Множество генов регулирует энергию: не поступление питания, а физиологическое функционирование, окисление, а не накопление. Гены передают информацию об «излишках» в организме. Вот тут мы и видим разницу между теми, чьи организмы «способны справиться с лишними калориями»[1247], и всеми остальными. У одних на фоне излишнего поступления калорий процесс «сжигания» усиливается, у других нет; по правде говоря, это различие было замечено давно[1248] и оставалось неясным и малоизученным, но теперь его стали объяснять механизмом передачи информации генами.
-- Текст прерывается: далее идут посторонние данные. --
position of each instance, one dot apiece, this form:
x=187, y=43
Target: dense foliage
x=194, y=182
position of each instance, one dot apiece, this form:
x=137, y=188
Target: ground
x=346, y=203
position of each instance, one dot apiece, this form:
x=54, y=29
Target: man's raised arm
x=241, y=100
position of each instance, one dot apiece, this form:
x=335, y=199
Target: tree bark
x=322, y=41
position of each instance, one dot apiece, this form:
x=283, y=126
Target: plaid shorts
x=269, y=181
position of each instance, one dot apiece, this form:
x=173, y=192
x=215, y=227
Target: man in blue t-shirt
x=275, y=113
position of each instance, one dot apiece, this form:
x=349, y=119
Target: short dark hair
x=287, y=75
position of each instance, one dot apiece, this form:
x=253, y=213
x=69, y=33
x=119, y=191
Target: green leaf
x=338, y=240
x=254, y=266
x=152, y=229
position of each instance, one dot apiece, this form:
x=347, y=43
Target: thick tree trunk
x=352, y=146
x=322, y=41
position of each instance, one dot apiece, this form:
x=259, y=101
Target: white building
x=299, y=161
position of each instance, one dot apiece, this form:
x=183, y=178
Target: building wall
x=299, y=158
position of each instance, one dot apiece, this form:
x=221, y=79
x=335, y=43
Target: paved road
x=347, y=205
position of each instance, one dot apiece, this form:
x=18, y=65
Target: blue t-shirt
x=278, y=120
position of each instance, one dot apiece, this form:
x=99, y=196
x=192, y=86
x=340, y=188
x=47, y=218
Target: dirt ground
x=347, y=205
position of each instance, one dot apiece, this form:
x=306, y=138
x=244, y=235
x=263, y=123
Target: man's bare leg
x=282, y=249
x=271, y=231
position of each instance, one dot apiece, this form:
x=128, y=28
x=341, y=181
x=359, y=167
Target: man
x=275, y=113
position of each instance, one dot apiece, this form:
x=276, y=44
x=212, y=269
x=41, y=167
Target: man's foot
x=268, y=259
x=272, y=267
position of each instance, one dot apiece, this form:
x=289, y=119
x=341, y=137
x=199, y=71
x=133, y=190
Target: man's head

Органическая модель акцентирует образ «внутренней регуляции» организма, укрепляя связь энергетического и регулирующего принципов. Нельзя сказать, что идея регуляции внутренних органов была изобретена недавно[1249]. Гипотезы о ней существуют с конца XIX века, а открытие эндокринных желез стимулировало развитие этой идеи. В результате положение о системе регуляции внутренних органов стало основным, в нем соединилось уже известное с малоизученным. Гены-«информаторы» бесконечно разнообразны: «сенсорные сигналы о насыщении»[1250], «сигналы-блокаторы желудочной секреции»[1251], «гормональные метаболические сигналы»[1252], «сигналы паренхиматозных органов»[1253], «сигнал рецептора лептина»…[1254] Представление о теле, в котором энергетический механизм подчиняется информационному, обновляется, как и представление о «сигналах», подаваемых организмом для оптимизации процесса сжигания[1255]. «Возросшее количество жира» — это действительно сбой в «системе регуляции»[1256].
Генов очень много, они переплетаются и сталкиваются, и осознание сложности причин полноты неизбежно возрастает.